Выбрать главу

Если роли нужна «визитная карточка», то эта метафорическая сценка, вызвавшая среди прочего — смешно сказать! — нарекания в мистицизме, заявляла фигуру Анны Андреевны как одну из главных. Виктор Шкловский язвительно назовет свою статью о «Ревизоре» — «Пятнадцать порций городничихи». «Она мимирует на всех блюдечках. Остальные реагируют на нее жестами и нечленораздельными воплями… Переодевание, танцы, пение, слезы — все это есть у городничихи. Одним словом, это она написала “Юрия Милославского”»[70].

Режиссер разделял участь Брюно: он хотел целый мир призвать в свидетели прелестей и таланта своей жены. Это вызовет вокруг «Ревизора» столько кривотолков, что партию Анны Андреевны в партитуре спектакля придется потеснить. С ней вместе потеснится и без того сопутствующая, аккомпанирующая партия Марьи Антоновны, которую Мейерхольд будет сокращать и сверх того — дабы отчетливая и виртуозная игра Бабановой не «действовала на нервы» Райх. Трагифарс театра катился к эпилогу.

Эраст Гарин в своей книге «С Мейерхольдом» вспоминает вдохновенную ночную репетицию, где Мастер в один присест — почти в канун премьеры, когда Москва уже была оклеена афишами «Ревизора», — поставил сцену вранья Хлестакова.

Это был апофеоз «столичности» спектакля. Хлестаков помещался на диване, где восседала Анна Андреевна и примостилась Марья Антоновна; к ногам его режиссер придвинул столик: фрукты, вино, хрусталь. У столика расположился вечный спутник Хлестакова — Заезжий офицер, он молчаливо пил. За диваном — слуги, напротив в широком кресле — городничий, а за ним безмебельной толпой — чиновники. «Хрусталь сверкает, прозрачный и синий; тяжелый шелк {94} блестит и переливается; ослепительно черные волосы и ослепительно белая грудь медлительной и важной дамы, — напишет об этой сцене Радлов, — франт, гофмановски-пьяный, романтически-худощавый, сомнамбулическим движением приближает сигару к усталому рту. В серебряный сосуд крошатся куски тяжелой и сочной дыни. Зачарованные вещи, чуть колеблясь, плывут по рукам загипнотизированных слуг. Тяжелые, прекрасные диваны, как слоны из красного дерева, спят пышным и величественным сном»[71].

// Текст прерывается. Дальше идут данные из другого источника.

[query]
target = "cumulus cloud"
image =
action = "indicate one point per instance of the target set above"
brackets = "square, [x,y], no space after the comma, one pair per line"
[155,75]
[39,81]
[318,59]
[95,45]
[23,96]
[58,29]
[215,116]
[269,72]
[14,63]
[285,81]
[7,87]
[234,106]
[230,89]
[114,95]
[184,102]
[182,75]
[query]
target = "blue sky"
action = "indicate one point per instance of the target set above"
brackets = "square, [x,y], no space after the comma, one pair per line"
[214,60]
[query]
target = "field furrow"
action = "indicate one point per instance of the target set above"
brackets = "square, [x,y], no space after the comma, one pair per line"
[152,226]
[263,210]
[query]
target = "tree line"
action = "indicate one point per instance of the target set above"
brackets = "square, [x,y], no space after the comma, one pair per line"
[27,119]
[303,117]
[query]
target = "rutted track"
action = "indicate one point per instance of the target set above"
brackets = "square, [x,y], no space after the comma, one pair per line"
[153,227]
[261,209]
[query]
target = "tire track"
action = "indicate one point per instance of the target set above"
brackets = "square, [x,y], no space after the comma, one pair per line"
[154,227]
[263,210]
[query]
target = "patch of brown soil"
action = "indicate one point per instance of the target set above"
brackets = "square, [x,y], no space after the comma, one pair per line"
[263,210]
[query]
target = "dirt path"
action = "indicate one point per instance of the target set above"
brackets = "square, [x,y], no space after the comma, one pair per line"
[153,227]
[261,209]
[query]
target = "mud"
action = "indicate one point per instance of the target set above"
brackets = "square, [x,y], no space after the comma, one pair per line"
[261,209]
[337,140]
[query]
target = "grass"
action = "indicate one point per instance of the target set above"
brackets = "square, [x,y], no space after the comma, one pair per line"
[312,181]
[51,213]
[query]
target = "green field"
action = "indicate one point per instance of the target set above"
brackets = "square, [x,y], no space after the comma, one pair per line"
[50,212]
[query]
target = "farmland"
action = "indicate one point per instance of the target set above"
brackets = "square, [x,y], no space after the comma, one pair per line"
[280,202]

В это царство истового чинопочитания, где под прелестную музыку романса «В крови горит огонь желанья» творился ритуал бесстыдного обольщения Хлестакова, вносила Марья Антоновна свою ноту. Она непочтительно встревала во «взрослую» беседу завравшегося Хлестакова и раскокетничавшейся маменьки с неуместным и дерзким замечанием: «Ах, маменька, там написано, что это господина Загоскина сочинение» — как всякая барышня, она была более начитанна в журнальной прозе. И тотчас раздавался ее отчаянный визг: Анна Андреевна щипала некстати высунувшуюся дочку.

Из бесед с М. И. Бабановой

«Вы думаете, я просто так, по роли визжала? Меня Райх так щипала, что у меня потом долго синяки не проходили. Она резала настоящую дыню, подносила Хлестакову, а мне — самый тоненький ломтик. Мы ели ее вилками и ножичками, мизинчик отставляли, как в мещанстве полагалось. Знаете, как обидно было! Дыня, зимой! Чарджуйская! Такая была моя жизнь в театре».

По визгу Марьи Антоновны свет гаснул, и в полутьме свершался заключительный акт вранья Хлестакова: как в бреду или галлюцинации, он выкрикивал нечто несусветное — об арбузе в семьсот рублей, о тысячах курьеров, но свет зажигался — и Хлестаков, как ни в чем не бывало, скромно отвечал Марье Антоновне.

Контраст агрессивной чувственности Анны Андреевны, ее зрелых прелестей и наивной испорченности Марьи Антоновны, ее угловатого кокетства — все эти перипетии мещанских страстей на фоне самозабвенного угодничества мужчин открывали гоголевскую комедию со стороны совсем новой, на русской сцене прежде и неслыханной.

Недаром напишет Луначарский: «Любовь, во всяком случае мещанская любовь, взята здесь в такой крутой критический переплет, прожжена такой азотной кислотой, что невольно волнение охватывает внимательного зрителя. Тут есть все — сладостная музыка, танцы, влюбленность и ревность, непостоянство мужской любви, женское кокетство — те элементы, из которых соткана постоянно возобновляющаяся ткань любовной игры. И посмотрите, каким ужасом веет от всего этого! Этот посоловелый, пьяный “капитан”, бренчащий на пианинах, это сентиментальное пение, этот угар, эта фривольность, где скот так близок»[72].